As many of you know 2007 has been all about completion for me. I have whittled down the stack of incomplete quilts in my studio to about a hand full. The hardest part about this process has been in deciding which pieces I would actually finish. Sometimes I get fired up about a project only to find that it should have stayed an experiment — that the idea was really never supposed to be a full blown pie ce. The idea for the quilt Ebony Phoenix came to me after rereading Gloria Naylor’s The Women of Brewster Place for the 100th time. What I love about her work is that I find something new every time I read her book. Naylor’s words appear in color to me. Her characters have “Nutmeg arms” that lean over windowsills.

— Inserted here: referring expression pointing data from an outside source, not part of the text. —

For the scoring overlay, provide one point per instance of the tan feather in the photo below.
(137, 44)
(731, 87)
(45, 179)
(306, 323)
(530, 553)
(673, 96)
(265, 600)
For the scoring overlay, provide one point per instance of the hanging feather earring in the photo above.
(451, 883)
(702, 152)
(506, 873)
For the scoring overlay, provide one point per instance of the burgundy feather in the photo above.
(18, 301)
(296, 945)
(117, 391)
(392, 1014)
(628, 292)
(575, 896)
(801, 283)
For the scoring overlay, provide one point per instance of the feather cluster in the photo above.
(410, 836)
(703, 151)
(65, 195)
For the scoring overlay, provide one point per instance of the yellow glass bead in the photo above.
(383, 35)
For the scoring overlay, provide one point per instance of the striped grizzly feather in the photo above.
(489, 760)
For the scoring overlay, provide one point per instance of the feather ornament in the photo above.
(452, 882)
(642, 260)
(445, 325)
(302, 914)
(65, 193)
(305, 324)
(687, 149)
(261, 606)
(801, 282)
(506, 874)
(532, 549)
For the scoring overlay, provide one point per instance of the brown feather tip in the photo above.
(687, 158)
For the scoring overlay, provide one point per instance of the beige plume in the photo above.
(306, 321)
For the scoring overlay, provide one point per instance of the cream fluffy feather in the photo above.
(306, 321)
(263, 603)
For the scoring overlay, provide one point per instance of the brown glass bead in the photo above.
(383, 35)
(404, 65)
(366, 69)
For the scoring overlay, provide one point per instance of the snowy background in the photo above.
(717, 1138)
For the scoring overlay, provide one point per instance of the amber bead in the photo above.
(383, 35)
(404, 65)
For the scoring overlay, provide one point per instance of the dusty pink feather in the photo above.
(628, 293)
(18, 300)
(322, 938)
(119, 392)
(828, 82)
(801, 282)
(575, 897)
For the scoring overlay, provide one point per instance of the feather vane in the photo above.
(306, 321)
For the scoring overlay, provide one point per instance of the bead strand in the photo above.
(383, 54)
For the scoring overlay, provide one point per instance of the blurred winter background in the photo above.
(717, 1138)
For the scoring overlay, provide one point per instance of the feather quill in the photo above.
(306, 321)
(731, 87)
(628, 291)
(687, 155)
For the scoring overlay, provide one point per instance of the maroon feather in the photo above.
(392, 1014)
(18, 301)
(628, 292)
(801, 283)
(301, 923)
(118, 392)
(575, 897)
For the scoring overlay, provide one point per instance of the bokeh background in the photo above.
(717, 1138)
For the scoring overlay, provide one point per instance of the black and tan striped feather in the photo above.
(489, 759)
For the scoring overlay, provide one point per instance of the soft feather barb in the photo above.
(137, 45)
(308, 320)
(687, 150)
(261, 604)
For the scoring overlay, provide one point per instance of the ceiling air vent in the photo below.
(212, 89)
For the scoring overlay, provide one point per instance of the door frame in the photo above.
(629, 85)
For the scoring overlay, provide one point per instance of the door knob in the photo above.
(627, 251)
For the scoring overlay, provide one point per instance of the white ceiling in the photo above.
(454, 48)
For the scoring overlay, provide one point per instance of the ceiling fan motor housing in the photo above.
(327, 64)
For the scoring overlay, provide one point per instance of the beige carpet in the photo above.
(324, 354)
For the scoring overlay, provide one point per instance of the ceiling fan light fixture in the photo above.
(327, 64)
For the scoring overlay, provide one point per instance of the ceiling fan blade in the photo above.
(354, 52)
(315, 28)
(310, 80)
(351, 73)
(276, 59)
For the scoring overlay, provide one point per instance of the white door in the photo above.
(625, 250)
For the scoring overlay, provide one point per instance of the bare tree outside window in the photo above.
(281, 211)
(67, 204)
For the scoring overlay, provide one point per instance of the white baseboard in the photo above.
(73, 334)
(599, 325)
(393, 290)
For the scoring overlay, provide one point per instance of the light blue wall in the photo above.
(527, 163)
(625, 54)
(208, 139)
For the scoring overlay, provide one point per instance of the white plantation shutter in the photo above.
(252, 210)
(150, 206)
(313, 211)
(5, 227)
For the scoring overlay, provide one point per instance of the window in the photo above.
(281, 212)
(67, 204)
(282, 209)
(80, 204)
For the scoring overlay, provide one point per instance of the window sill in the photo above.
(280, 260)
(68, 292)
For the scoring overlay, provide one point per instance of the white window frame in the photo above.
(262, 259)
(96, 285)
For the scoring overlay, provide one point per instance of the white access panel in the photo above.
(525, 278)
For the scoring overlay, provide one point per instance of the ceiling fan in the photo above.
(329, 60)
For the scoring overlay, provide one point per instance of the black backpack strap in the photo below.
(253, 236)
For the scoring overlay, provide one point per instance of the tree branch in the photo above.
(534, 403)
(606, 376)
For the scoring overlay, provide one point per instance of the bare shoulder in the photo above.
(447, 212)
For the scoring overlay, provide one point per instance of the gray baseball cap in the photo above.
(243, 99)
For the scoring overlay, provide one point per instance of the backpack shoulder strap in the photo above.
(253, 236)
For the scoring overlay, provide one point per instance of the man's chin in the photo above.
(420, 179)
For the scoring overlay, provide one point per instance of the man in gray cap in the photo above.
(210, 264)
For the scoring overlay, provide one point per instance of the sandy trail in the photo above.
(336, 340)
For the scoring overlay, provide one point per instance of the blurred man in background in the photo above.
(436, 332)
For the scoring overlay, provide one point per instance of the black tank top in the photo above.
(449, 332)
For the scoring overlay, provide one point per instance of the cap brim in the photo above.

Their “gnarled ebony legs carry groceries up double flights of stairs and saffron hands string out wet laundry . . . .” Naylor ends her description of the women who lived in Brewster Place as “ebony phoenixe[s], each in her own time and with her own season had a story.”
To say that I am a visual person would be an understatement. Words always seem to transform themselves into images in my head. Naylor’s description of the women of Brewster place appeared this way in my sketchbook in a couple of different versions before I decided on the design of the quilt.
Here is the nearly finished quilt. Rollover or click on the image to see it in more detail. I have been hand quilting it with procion dyed perle cotton. I have one last section to quilt and then I will bind it. I am currently working my way through the Painted Quilt so I haven’t ruled out adding more color to the piece once the quilting is done.
Egyptians named the phoenix “Bento” which means “to rise in brilliance.” The phoenix is said to represent the inner ability in all of us to emerge transformed out of our self-imposed limitations and life’s greatest sufferings. Makes me think of something we used to play as children –rise sister, rise. wipe your weeping eyes.